One of the rituals of fall, beside football and Thanksgiving, is coming up with an annual sales forecast for the coming year. Everyone in the company eagerly looks forward to the numbers because after all, without sales no one else in the company is needed.
Traditionally, sales executives hand out sales quotas to their salespeople. The sales staff has to live or die by those numbers, whether they are based in reality or just wishful thinking.
For us, the forecasting process is more than coming up with sales quotas for our sales team. Instead, it’s an exercise in collaboration and team building.
Our sales forecasting process has four pieces:
- Everyone has a voice. Our sales forecasting is an iterative process. We encourage everyone on the team to speak up and voice their input. After all, who knows more about what’s actually happening in the marketplace than the people with their feet on the ground? Executives typically have the 10,000-foot- up sky view. But the sales staff is where the rubber actually meets the road. Listen to them because their job is to field objections all day long.
- Sales quotas are a negotiation. First, our regional sales directors weigh in. We ask them to forecast their anticipated business for their territory per account and down to the product category level. They submit a first round forecast.Next, the executive team examines the forecasts to see how they jibe with growth trends they predict.

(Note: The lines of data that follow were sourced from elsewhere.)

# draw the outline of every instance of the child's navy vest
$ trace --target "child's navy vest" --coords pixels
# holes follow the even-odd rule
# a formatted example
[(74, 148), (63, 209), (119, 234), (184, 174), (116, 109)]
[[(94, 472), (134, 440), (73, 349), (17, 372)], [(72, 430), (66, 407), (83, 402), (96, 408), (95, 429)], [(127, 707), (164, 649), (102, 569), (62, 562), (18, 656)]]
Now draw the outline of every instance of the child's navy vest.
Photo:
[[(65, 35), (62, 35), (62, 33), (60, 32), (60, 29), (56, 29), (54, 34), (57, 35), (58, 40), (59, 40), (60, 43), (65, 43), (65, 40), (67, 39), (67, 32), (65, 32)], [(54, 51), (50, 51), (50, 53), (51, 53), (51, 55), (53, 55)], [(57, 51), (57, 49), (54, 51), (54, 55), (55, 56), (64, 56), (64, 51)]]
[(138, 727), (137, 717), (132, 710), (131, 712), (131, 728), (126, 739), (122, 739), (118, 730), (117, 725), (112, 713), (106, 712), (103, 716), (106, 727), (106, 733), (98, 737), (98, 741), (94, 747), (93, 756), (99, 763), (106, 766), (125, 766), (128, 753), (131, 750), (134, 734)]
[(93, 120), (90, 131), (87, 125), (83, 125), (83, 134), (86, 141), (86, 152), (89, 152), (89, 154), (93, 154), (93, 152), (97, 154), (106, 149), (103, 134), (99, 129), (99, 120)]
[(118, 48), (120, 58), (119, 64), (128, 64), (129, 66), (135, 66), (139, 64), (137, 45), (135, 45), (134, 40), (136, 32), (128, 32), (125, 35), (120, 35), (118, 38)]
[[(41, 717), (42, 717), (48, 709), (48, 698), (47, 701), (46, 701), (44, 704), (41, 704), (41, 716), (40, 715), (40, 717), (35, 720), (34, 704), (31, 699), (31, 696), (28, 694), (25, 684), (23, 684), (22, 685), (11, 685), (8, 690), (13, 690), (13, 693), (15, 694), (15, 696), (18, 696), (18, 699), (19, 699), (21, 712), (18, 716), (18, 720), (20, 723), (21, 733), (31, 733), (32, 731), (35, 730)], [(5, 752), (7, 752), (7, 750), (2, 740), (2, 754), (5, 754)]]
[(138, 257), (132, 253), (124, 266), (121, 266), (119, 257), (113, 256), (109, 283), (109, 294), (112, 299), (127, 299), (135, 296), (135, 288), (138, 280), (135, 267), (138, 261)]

They amend the original forecasts and send them back to the regional sales directors.The directors study the executive team’s numbers and try to determine specifically where they can impact growth. They reach out to their sales staffs for ideas since they are the ones who will be implementing the final plan.The two groups volley the numbers back and forth like a tennis ball. Each group negotiates with the other until all sides agree on a final forecast.
- Everyone buys into the forecast, no matter how aggressive the numbers. We find buy in is easy because everyone had a hand in crafting the final numbers. The always friendly, often heated negotiations gave everyone an opportunity to forge the future. They have no trouble owning the outcome because it’s not the company’s goal, it’s theirs!
- Annual forecasting is a powerful exercise in team building. A company’s biggest asset is always its talent; they are the ones who are going to push the company past its sales finish line. The forecasting exercise allows everyone in the sales organization to participate. What a great opportunity to inspire loyalty! The process strengthens relationships, creates alignments and reinforces the company’s culture.
By the time New Year’s actually rolls around, everyone is fired up to meet their sales quotas. They know exactly what they have to do and how they will be rewarded. They believe even the most aggressive numbers are doable because they had a hand in the final determination. And that is the beginning of a killer year!